Machine learning and computer vision problems
Machine learning is definitely among the hot topics in computer science nowadays. It has found diverse applications in the real world and its impact is expanding even further.
Recently I was approached by a client who had lost some money while playing blackjack online. He claimed that the online casino was cheating and wanted to prove his hypothesis. For this purpose, he wanted an automatic way to record and review some of the games that have been played. We decided to create a computer vision system to be able to track the last games
After some research for available object detection algorithms, we stopped at the Darknet Yolo v3/v4. With a C++ backend and stable results among benchmarks, it looked like a solid choice.
To train the algorithm, we had to gather 1000 samples per class. For example a set of thousand As, Qs … yellow or red cars. Gathering this dataset and labeling is basically 90% of the work required for building a solid model. So we did quite a bit of coding so that the data collection is automated and fed straight into the system.

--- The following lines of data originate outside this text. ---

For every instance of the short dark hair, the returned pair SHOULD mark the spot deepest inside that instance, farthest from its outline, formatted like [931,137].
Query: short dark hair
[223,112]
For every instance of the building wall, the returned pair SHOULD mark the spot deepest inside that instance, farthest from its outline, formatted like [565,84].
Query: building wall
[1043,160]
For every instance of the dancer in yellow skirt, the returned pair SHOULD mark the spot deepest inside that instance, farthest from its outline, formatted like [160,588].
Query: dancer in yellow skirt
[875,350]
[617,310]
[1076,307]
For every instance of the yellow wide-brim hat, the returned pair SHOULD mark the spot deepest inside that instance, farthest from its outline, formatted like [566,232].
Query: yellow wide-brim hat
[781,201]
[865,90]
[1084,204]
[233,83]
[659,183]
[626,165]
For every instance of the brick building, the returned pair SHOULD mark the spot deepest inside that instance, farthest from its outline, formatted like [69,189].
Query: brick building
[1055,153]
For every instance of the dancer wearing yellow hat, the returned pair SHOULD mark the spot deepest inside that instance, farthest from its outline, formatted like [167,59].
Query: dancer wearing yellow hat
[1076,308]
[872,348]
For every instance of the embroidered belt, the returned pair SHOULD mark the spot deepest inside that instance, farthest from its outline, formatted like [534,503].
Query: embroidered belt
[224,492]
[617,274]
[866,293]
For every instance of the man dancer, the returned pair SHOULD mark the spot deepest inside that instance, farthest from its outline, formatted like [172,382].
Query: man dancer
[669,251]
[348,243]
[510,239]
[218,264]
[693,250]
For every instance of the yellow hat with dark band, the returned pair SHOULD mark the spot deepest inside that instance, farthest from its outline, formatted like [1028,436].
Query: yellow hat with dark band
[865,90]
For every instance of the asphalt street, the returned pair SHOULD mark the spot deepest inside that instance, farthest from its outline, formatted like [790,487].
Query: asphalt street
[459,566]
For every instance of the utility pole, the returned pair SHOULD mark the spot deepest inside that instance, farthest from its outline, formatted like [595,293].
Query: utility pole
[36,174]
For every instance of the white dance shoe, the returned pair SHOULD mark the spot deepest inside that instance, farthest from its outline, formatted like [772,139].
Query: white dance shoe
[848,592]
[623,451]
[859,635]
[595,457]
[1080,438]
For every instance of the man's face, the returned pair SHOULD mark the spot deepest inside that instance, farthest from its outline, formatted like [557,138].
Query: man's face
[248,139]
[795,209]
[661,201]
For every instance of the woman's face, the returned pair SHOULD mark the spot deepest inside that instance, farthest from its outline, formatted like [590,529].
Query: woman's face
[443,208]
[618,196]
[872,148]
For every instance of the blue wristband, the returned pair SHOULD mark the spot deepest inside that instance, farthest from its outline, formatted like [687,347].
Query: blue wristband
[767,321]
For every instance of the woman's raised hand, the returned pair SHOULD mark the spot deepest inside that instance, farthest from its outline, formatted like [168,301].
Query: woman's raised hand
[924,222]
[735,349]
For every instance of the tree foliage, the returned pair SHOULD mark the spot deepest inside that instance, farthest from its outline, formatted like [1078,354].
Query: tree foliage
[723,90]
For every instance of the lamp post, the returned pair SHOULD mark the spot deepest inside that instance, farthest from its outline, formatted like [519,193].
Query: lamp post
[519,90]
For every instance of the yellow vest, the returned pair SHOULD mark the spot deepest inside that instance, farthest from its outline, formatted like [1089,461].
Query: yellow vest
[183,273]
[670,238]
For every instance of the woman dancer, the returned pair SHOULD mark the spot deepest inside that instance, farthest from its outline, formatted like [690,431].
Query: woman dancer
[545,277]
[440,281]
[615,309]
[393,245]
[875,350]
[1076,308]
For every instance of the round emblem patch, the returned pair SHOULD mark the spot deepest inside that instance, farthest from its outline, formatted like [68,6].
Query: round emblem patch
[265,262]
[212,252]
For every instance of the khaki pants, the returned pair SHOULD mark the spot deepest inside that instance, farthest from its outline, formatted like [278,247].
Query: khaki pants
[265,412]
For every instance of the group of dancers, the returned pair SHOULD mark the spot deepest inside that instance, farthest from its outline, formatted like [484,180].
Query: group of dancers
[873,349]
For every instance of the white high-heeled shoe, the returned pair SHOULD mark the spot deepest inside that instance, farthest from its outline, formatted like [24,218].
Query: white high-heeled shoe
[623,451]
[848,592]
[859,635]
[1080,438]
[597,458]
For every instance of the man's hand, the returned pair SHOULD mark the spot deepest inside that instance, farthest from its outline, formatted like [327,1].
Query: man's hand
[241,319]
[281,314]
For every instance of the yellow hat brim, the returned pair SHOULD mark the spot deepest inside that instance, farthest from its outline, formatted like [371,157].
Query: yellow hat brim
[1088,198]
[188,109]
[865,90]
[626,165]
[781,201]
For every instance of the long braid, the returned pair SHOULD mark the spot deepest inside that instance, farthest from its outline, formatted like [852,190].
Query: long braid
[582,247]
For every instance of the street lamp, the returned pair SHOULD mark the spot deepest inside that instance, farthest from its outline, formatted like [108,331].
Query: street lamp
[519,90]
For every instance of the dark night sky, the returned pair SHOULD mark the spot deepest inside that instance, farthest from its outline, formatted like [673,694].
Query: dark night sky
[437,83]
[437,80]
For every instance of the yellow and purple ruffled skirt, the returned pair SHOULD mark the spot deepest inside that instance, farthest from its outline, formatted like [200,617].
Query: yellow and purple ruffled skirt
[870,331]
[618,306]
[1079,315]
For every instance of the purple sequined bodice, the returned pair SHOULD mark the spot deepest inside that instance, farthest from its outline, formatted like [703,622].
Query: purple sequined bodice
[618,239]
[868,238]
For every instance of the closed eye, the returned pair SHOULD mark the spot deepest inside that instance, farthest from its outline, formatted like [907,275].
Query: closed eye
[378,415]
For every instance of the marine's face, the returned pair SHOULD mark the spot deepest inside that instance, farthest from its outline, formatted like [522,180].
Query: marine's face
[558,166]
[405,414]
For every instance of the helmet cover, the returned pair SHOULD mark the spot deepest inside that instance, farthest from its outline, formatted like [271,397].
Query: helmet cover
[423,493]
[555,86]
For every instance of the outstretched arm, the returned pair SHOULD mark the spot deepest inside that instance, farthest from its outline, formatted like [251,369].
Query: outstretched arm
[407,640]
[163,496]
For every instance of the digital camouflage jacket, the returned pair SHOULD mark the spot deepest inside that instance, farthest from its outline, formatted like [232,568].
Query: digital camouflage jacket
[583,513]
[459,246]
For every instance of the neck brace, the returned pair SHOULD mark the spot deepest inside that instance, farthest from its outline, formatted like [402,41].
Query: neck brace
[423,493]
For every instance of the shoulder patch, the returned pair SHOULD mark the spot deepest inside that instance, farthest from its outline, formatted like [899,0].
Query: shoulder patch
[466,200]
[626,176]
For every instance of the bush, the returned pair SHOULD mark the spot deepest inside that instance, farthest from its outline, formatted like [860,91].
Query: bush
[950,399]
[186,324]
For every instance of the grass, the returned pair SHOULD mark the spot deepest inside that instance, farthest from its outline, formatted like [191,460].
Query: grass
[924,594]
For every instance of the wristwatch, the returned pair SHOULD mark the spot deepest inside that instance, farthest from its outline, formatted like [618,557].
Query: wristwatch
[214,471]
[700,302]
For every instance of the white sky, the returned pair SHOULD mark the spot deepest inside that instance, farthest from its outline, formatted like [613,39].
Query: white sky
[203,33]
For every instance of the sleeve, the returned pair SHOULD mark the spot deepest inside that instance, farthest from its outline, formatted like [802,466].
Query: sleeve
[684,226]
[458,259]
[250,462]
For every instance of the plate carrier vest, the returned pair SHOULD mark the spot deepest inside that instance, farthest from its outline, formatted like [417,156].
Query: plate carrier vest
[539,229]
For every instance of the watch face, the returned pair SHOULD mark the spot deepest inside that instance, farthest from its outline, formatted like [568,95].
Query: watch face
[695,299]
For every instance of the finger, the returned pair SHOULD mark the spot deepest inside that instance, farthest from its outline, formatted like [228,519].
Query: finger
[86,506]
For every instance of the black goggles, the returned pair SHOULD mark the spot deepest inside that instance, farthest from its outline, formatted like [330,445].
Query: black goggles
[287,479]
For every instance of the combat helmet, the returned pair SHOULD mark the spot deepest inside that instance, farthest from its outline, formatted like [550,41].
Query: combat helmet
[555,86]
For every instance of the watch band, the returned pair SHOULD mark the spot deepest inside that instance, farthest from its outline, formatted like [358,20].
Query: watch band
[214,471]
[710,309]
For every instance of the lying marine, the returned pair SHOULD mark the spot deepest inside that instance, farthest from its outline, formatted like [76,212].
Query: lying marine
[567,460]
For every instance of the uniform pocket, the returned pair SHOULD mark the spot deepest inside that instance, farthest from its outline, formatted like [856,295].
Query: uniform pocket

All looked good and easy. Until we moved into production and actual deployment of the model. We realized that on a pc with a decent GPU a prediction with Yolo v4 could take about 0.1 seconds. However, a prediction on a CPU computer deployed in the cloud would be much slower – between 1 and 3 seconds depending on the number of cores and their frequency. The problem here was that for a system processing live data of a few tables with a lag of few seconds created imperfections and errors while processing. At the same time paying for a few computers with a strong GPU on the cloud is rather expensive. We had to solve this problem in a way that is both affordable and meets the requirements for processing a live feed instead of storing data into queues. And there came the clever solution. Instead of feeding a single image of a great resolution to the model, we could only crop the area of the interest (the table with cars ) and stitch together multiple pictures of tables in 1 image. Thus we could fit around 64 inference images into a single picture. Finally, we could interpret results from which original image they came and therefore map the results to the input. This would require only 1 computer with a GPU or a single fast CPU. Therefore the proposed solution fit into all requirements and was applicable.